Frazer provides many examples of settlements in which people visited by a series of disasters or severe epidemics laid the blame upon devils who were infesting their dwellings and who had to be expelled from them. The inhabitants quit their homes, carrying all their household items with them, and took up quarters in temporary huts.
They spend several days there, offering sacrifices and preparing to return after a final ceremony. Once the evils were driven away, a great and general joy was observed by the entire tribe. It seems therefore likely that the ordinance and instruction received at Sinai turned an ancient practice of a Hebrew tribe seeking purity in its own way into a tribute to the Almighty who brought the people out from the Egyptian slavery.
There is absolutely no proof the Israelite succot originally served such purposes. But there is overwhelming proof cited by Prof. Frazer, as a result of his lifelong anthropological studies, that this was once a a very widespread practice not only among wandering tribes, but among various settled peoples as well, lasting up to the 18th century CE.
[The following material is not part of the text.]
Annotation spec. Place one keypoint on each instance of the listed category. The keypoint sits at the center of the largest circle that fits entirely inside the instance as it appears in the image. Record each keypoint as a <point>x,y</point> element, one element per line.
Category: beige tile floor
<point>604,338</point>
The expulsion of malignant spirits was sometimes accompanied by the waving of long brushes, noise and prayers, as well as by a thorough cleaning of inhabited premises, which were left for a day or more.
The customs and practices, part of the tribe’s tradition, may have been different and changed with times, but the ultimate goal was always similar – to get a new, fresh beginning, to leave the old problems behind, even if it necessitated a temporary moving from a comfortable, permanent dwelling to a more primitive location.
The question could be asked: why wouldn’t such people simply move into a new tent? The answer seems to be that a tent, or even a building, was for a wanderer his home; he was born there, and so were his children, and so, he hoped, would his grandchildren.
A tent was a mainstay of tradition, a property dear to his heart, and seven days of separation was the most he could bear.
A succa was only a provisional retreat. A great festival was usually held upon the tenant’s return to his ancestral home, just as it became a religious festival today. Life in the succa has also changed; today it is a source of joy for the whole family.
It is, therefore, likely that the ancient custom of wandering Hebrews had changed throughout millennia and eventually became what we observe as the Festival of Succot today. But the main purpose of the succa – as both a symbol of and a tribute to the 3,000-year-old tradition and a bridge to a better future for the entire people of Israel – continues to live with us today.
If all this is true, then we should never forget what we owe to our savage predecessors who learned certain truths and lived by them.